ERG raises pardons issue with the Governor
Equality Rights Group has recently met with the Governor, Ed Davis (pictured) to advise him on its work on the ‘Convicted for Love’ Campaign which, although based in the UK, ERG has been formally assigned to also lead on in Gibraltar.
‘When Gibraltar partially decriminalised homosexuality in 1993, men who had been considered criminals under the law ceased to be so in some respects. Yet it is difficult to imagine the pain and shame of men (the law did not affect women) who had up to then been convicted under an outdated and unjust Victorian law lived under in a small community such as ours,’ a statement from Equality Rights Group explained. It is difficult to know how many reputations and lives were destroyed at that time, but we owe it to those men (and their families) whose only ‘crime’ was to engage in consenting relations, to formally wipe the slate clean. That is why ERG is supporting and moving in Gibraltar on this Campaign, led by Unite the Union and LGBT British activist Terry Stewart.

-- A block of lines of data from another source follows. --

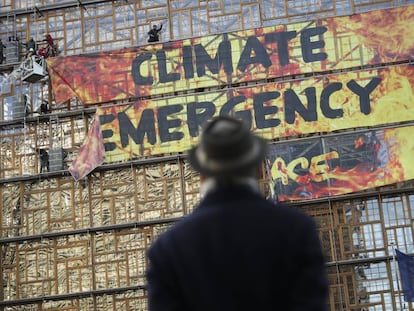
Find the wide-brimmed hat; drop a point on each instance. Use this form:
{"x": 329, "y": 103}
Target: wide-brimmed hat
{"x": 227, "y": 148}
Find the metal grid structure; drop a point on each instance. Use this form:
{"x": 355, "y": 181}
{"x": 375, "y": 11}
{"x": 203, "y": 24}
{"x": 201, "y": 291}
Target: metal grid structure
{"x": 69, "y": 245}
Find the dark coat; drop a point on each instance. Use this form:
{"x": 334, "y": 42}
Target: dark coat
{"x": 236, "y": 252}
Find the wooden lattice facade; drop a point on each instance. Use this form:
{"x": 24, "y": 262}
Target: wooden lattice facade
{"x": 81, "y": 245}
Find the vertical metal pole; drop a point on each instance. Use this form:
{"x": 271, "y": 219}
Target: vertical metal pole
{"x": 396, "y": 274}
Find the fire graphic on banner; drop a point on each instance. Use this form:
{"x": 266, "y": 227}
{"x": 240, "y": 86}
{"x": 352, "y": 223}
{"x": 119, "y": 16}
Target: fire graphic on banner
{"x": 264, "y": 53}
{"x": 341, "y": 164}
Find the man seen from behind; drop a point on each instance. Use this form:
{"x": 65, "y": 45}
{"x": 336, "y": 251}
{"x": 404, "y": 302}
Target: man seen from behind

‘Having been formally assigned by Mr. Stewart to lead in Gibraltar on this Campaign, it is some time now since ERG raised the matter directly with both the Chief Minister and the Minister for Justice, both of whom gave their immediate and unequivocal favourable support for implementation of the Campaign’s aims.
‘However, since under the Gibraltar Constitution 2006, the functions of the Governor are assigned by the Crown under the Royal Prerogative, Chairman Felix Alvarez has brought the matter personally to Governor Ed Davis’ attention, noting that ERG has been in touch with Home Secretary Amber Rudd and Foreign Secretary Boris Johnson as part of the Gibraltar role assigned to the organisation by the British Campaign.
‘Today, pardons are rare, but the ‘prerogative of mercy’ technically rests with the Queen, which in effect means the British Government; and more particularly, the Secretary of State for Justice. It was therefore appropriate to inform and advise His Excellency of developments, which so far are looking as if they may resolve favourably.
‘In effect, once Minister Rudd makes the decision, the situation is much less complex. In modern governance, it is the Government who takes the decision to pardon, despite the formal protocols. ERG is pleased to be working both with the Government of Gibraltar and the British Government through the Campaign to right a wrong that has gone on for too long,’ the statement ends.